O presidente dos Estados Unidos, Donald Trump, voltou a endurecer o discurso contra o Irã e estabeleceu um prazo de 48 horas para que o país avance em um acordo envolvendo o Estreito de Hormuz. A ameaça foi publicada neste sábado (4) nas redes sociais, onde o líder americano sinalizou consequências severas caso não haja avanço nas negociações.

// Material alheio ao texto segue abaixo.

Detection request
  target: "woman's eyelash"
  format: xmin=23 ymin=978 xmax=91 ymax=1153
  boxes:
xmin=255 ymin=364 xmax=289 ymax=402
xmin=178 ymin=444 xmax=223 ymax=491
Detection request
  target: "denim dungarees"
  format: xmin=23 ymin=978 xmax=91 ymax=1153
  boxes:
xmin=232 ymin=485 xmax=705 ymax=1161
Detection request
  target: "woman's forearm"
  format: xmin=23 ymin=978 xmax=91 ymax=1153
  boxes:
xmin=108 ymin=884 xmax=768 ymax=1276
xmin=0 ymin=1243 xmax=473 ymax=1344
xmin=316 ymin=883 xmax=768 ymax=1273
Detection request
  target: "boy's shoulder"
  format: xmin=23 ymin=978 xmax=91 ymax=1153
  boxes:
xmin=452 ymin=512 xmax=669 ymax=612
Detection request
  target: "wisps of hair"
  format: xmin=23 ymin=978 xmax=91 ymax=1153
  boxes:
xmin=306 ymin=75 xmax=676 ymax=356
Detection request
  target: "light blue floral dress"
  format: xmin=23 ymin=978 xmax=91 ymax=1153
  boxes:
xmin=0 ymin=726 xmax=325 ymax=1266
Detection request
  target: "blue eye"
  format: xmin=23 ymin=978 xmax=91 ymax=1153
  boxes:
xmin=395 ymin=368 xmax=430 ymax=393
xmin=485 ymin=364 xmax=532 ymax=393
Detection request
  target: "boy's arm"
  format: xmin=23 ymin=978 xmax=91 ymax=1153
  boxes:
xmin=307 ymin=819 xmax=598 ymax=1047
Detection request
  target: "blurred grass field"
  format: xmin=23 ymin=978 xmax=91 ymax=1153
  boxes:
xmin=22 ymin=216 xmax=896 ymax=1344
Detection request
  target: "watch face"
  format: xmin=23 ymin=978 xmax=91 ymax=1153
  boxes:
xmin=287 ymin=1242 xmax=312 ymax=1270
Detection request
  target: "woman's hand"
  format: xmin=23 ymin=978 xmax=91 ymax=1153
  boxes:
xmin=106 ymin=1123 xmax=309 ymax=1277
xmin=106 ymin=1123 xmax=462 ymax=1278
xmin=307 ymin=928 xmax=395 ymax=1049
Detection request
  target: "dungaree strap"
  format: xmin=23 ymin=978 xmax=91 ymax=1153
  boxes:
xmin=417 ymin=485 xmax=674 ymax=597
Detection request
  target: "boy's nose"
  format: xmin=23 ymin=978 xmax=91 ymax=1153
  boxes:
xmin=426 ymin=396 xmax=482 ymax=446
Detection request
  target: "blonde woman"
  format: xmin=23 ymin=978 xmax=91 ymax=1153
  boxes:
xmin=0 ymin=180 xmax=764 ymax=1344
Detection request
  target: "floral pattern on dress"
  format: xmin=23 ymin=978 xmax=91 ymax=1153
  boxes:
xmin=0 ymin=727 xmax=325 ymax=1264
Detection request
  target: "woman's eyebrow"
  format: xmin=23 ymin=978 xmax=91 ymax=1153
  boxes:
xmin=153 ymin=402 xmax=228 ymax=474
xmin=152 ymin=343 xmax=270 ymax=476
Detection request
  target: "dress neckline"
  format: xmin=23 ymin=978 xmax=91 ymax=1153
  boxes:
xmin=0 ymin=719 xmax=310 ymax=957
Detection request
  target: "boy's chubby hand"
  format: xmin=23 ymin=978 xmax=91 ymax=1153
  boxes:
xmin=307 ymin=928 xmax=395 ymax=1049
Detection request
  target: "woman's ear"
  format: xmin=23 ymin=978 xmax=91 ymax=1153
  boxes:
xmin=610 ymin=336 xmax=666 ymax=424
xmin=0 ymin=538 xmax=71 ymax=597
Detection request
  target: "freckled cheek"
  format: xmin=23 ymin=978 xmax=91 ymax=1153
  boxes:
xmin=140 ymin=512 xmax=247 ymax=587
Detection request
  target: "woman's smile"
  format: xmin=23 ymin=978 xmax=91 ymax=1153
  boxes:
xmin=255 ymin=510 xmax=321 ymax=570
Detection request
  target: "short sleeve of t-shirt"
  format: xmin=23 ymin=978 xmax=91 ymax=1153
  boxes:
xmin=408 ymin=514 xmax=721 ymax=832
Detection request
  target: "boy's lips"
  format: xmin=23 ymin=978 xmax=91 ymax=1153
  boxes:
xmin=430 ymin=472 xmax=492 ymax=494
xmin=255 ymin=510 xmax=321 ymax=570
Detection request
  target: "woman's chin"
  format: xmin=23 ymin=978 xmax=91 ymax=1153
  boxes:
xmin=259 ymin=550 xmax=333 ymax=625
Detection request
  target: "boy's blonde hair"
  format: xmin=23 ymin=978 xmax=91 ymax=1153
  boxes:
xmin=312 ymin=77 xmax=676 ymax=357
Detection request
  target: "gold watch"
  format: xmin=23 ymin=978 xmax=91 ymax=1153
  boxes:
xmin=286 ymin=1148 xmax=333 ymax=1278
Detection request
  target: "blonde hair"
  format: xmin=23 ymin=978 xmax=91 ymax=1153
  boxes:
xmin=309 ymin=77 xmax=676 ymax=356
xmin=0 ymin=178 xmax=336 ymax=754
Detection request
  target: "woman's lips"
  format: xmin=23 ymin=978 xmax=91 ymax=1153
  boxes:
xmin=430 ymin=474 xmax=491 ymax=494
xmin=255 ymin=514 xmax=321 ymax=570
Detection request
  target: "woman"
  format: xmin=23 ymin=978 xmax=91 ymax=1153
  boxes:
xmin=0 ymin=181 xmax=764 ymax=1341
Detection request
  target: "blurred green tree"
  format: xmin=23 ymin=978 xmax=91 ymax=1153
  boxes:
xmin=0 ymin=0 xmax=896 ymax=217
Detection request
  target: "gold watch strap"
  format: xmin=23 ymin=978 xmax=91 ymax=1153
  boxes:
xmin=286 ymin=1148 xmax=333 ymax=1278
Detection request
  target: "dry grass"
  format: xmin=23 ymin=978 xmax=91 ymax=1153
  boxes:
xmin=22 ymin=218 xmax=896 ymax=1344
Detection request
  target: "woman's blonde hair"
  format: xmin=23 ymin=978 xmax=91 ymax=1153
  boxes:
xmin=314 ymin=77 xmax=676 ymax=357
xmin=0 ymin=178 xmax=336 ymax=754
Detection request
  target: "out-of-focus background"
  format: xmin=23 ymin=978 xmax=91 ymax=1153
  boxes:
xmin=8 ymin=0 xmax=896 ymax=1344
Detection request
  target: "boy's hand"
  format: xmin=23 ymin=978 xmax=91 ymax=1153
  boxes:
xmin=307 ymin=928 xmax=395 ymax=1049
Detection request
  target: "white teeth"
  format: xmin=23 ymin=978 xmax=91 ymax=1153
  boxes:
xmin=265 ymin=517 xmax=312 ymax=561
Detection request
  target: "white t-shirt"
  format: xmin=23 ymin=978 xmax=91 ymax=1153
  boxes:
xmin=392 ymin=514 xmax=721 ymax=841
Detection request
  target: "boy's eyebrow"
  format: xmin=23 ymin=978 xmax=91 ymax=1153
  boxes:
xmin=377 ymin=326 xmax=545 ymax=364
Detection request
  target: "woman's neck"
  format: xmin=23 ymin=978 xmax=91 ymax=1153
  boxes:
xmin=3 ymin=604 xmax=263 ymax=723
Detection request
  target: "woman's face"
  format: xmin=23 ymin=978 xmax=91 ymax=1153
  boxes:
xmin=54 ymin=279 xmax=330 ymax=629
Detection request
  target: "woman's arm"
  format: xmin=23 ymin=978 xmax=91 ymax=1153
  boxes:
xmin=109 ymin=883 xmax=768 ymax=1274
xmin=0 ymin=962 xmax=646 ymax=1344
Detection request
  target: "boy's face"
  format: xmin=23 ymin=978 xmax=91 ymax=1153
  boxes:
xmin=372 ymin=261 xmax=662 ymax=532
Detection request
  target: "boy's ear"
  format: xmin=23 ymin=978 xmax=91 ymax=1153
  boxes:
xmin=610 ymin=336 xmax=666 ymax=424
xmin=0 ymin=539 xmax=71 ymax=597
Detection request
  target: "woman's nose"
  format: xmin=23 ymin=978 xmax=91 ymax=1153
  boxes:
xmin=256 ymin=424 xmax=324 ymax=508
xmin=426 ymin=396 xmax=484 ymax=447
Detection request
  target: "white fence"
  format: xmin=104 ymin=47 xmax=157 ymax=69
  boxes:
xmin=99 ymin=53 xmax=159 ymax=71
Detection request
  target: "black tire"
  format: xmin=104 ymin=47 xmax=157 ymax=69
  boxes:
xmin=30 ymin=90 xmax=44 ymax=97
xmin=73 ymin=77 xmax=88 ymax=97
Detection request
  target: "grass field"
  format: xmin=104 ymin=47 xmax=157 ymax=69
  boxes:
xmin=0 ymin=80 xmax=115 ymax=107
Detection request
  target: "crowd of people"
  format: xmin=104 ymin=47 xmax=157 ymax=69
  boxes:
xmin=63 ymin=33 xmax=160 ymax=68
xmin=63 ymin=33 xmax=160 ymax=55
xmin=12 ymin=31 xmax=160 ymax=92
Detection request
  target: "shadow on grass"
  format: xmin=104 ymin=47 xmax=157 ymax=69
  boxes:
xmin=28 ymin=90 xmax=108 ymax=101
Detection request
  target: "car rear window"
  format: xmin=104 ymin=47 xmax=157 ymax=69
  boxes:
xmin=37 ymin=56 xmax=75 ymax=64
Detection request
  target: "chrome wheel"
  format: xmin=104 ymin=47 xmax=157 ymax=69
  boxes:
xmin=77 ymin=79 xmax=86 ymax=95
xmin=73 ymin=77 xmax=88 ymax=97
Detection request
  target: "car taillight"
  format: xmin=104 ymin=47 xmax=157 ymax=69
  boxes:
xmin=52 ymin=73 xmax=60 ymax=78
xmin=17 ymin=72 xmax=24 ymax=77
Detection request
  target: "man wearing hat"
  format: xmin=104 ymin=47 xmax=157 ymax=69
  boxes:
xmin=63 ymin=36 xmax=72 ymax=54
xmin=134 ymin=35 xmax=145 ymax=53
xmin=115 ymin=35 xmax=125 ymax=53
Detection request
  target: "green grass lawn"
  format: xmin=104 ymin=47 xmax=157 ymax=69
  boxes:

Na mensagem, Trump relembrou que já havia dado um prazo anterior de dez dias e afirmou que o tempo está se esgotando. Segundo ele, se não houver entendimento imediato, a resposta dos Estados Unidos poderá ser dura.
Do lado iraniano, há indicação de flexibilização parcial. De acordo com a agência estatal Tasnim News Agency, o país passou a permitir a circulação de navios com cargas consideradas essenciais. Ainda assim, as embarcações precisam seguir regras impostas por Teerã, incluindo coordenação prévia de rotas e cumprimento de protocolos específicos.
Rota estratégica sob pressão
O Estreito de Hormuz é considerado o principal corredor marítimo para o transporte global de petróleo. Diariamente, cerca de 20 milhões de barris passam pela região, segundo estimativas do setor de energia.
Com o agravamento das tensões, o fluxo de navios foi afetado. Antes da crise, a travessia diária girava em torno de 130 a 140 embarcações. Nos últimos dias, o volume sofreu alterações e passou a operar sob maior controle e incerteza, impactando diretamente o comércio internacional de combustíveis.
ONU adia decisão e impasse continua
A crise também chegou à Conselho de Segurança da ONU. Uma reunião que discutiria a possibilidade de uso da força para garantir a navegação na região acabou adiada e ainda não tem nova data confirmada.
Críticas à Otan e defesa da economia
Além do embate com o Irã, Trump ampliou o tom contra a OTAN, classificando a aliança como enfraquecida e pouco confiável. Ele também voltou a atacar o jornal The New York Times, acusando o veículo de divulgar informações incorretas.
No campo econômico, o presidente destacou números recentes para reforçar sua política. Segundo ele, os Estados Unidos criaram 178 mil empregos em março, enquanto o déficit comercial caiu para US$ 57,35 bilhões em fevereiro, resultado que, de acordo com Trump, seria reflexo direto da estratégia tarifária adotada por seu governo.
O cenário, no entanto, segue instável. O prazo imposto por Washington aumenta a pressão internacional e mantém o foco global sobre uma das regiões mais sensíveis para o abastecimento de energia no mundo.